After a week in Leeds, we’ve decided Kirkstall Brewery belongs in the top rank of UK breweries.
What sent us to the brewery tap on our first night in town was, frankly, panic. On a Saturday night, even in these strange times, Leeds city centre is a lively place – all hens, stags and overflowing pubs. The Kirkstall tap was the first place we could find that was (a) open and (b) beyond the Big Night Out circuit, beyond the ring road.
And what a beyond it is – under the concrete of the A58, past casinos and hotels, past wasteland and the derelict remains of the Arla Foods HQ, just before the vast studio where ITV films Emmerdale.
Set into a square-edged modernist building in gleaming black and glass, showcasing stainless steel brewing kit, the tap itself is like an oasis: warm light, warm brown wood and the smell of pizza on the air.
A sort of magic has been worked in the space with greebling and structure magpied from elsewhere. Antique mirrors and enamel signs add depth and a sense of history, set against panelling, screens, stained glass and engraved glass salvaged from long gone buildings.
It feels like a pub. Or maybe more like a German beer hall. Perhaps a touch too bright, perhaps a touch too open, but certainly somewhere that invites you in and makes it hard to leave.
The range of beer is impressive, too, with five cask ales, and eight or nine on keg, as well as a handful of outside brews. The styles available range from traditional (bitter, pilsner, imperial stout) to modern – ice cream sour and blood-orange hefeweizen.
On our first visit, we zeroed in on Kirkstall Pale Ale (bitter, £3.60/pint), Three Swords (pale and hoppy, £3.80/pint) and Pilsner (£4.20/pint). All three share a precision and clarity that says this is a serious brewery with serious quality control.
Pale Ale provides what you want from Tetley’s: somehow both simple and complex, with malt you can get your teeth into, and a finish that makes you sigh with satisfaction. It’s as hoppy as it can be without the hops breaking out and making a fuss. It was the best beer we drank all week, we think, and might be a contender for beer of the year.
Pilsner came a close second, with a fresh green quality that took us back to Franconia.
Three Swords, by comparison, was merely a bloody good example of the type of beer also produced by Saltaire, Ossett and any number of other Yorkshire breweries. But note – bloody good.
You might have rolled your eyes at the mention of ice cream sour above. Well, guess what – that was also a rather brilliant bit of work. It’s called Gelato Tropicale and is one of those rhubarb-and-custard beers: sugar, a touch of acid, lots of vanilla. It prompted a ‘same again’ from Jess.
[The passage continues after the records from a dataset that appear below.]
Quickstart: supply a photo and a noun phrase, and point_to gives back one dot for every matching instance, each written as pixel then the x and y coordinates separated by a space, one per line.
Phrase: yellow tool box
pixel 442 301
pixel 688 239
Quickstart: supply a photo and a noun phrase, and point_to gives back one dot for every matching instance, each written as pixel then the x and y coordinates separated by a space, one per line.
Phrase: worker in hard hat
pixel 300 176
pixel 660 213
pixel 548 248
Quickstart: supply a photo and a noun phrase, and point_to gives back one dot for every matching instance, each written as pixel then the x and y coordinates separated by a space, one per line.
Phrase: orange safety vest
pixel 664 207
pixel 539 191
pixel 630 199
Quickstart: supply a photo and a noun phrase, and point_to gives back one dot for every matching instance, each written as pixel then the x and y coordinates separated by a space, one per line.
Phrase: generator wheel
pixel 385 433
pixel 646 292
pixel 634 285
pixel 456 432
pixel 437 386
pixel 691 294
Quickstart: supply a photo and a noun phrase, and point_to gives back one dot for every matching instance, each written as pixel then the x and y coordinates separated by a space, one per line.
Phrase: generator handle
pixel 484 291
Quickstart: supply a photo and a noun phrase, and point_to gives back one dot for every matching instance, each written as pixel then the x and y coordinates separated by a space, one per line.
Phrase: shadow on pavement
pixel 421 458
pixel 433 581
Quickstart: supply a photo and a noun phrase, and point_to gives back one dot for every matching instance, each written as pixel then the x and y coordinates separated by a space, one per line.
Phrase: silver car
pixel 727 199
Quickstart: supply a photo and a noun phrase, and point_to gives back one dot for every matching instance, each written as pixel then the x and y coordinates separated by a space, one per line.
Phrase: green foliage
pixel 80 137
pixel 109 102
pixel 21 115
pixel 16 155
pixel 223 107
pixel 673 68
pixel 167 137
It wasn’t all perfect. We didn’t enjoy Black Band porter as much as the others. It struck us as a bit harsh with too much coffee and an aggressive bitterness that made getting to the end of the glass a challenge. But we suspect others might love it and it certainly wasn’t badly put together.
On our second visit, the night before we left Leeds, we had to try the 12.4% imperial stout, Drophammer, at £4 for a third of a pint. Our immediate impression was that someone has been playing around with historic Courage Russian Imperial Stout recipes. We were impressed but, still, it prompted some debate: at that strength, at that price, it should be something pretty special, but we weren’t sure it quite reached those heights. Almost, though – almost.
As a side note, it’s worth noting that Stuart Ross, late of Magic Rock, is now brewing at Kirkstall. Not much fuss has been made about this – we picked it up from Twitter – but he’s a brewer who knows what he’s doing.
And another note, while we’re at it: we also drank a couple of Kirkstall beers at Whitelocks, where they tasted similarly fantastic; and at Bundobust in Leeds, where they didn’t. So don’t be surprised if you encounter it at your local and struggle to match our gushing above to your experience. No beer is bulletproof, especially not cask ale.
Disclosure: in 2014, when Brew Britannia was published, Kirkstall brewed a beer for the launch event at North Bar. We didn’t pay them, they didn’t pay us.